A Place in the Sun
Dir. George Stevens
USA 1951 | Black & White | 122mins | Cert PG | Romance
Cast: Montgomery Clift, Elizabeth Taylor, Shelley Winters
Both George Stevens' finest film and a highpoint in the careers of Montgomery Clift and Elizabeth Taylor, this adaptation of Theodore Dreiser's An American Tragedy is one of postwar Hollywood's most affecting and genuinely adult love stories.

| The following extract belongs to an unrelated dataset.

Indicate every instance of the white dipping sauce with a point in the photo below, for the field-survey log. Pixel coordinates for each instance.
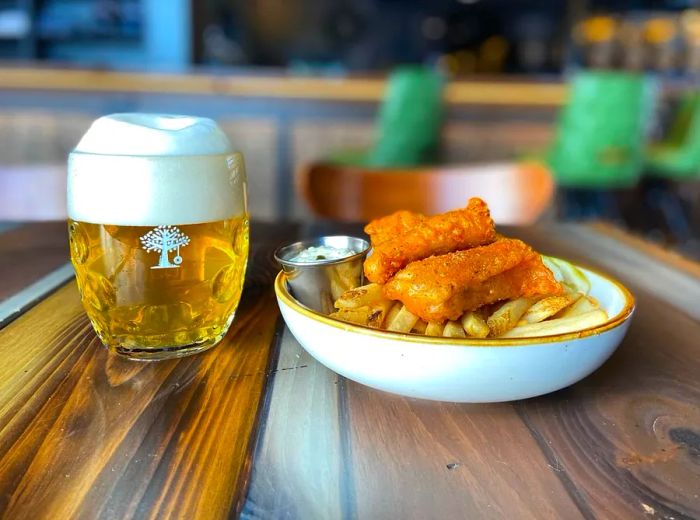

The winner of six Oscars (for direction, screenplay, cinematography, score, costumes and editing), it centres on George Eastman (Clift) as a shy, slightly awkward Midwesterner who arrives in California hoping for a job in his uncle's factory. He's in luck, and though he secretly starts dating assembly-line worker Alice (Shelley Winters) against company rules, he's soon promoted. That wins him a tentative foothold in the world of his wealthy relatives - where he meets and immediately falls for beautiful socialite Angela (Taylor)... Stevens' eye for detail is evident in the deft delineation of social divisions and the meticulous characterisation, but what distinguishes the film is the way he homes in - with ravishing close-ups and lingering dissolves suggestive of inexorable destiny - on the rapt, languid, irresistable desire that drives the story. While all the performances are excellent, Taylor and Clift were never better - or lovelier - and their scenes together are memorable for their wounded beauty.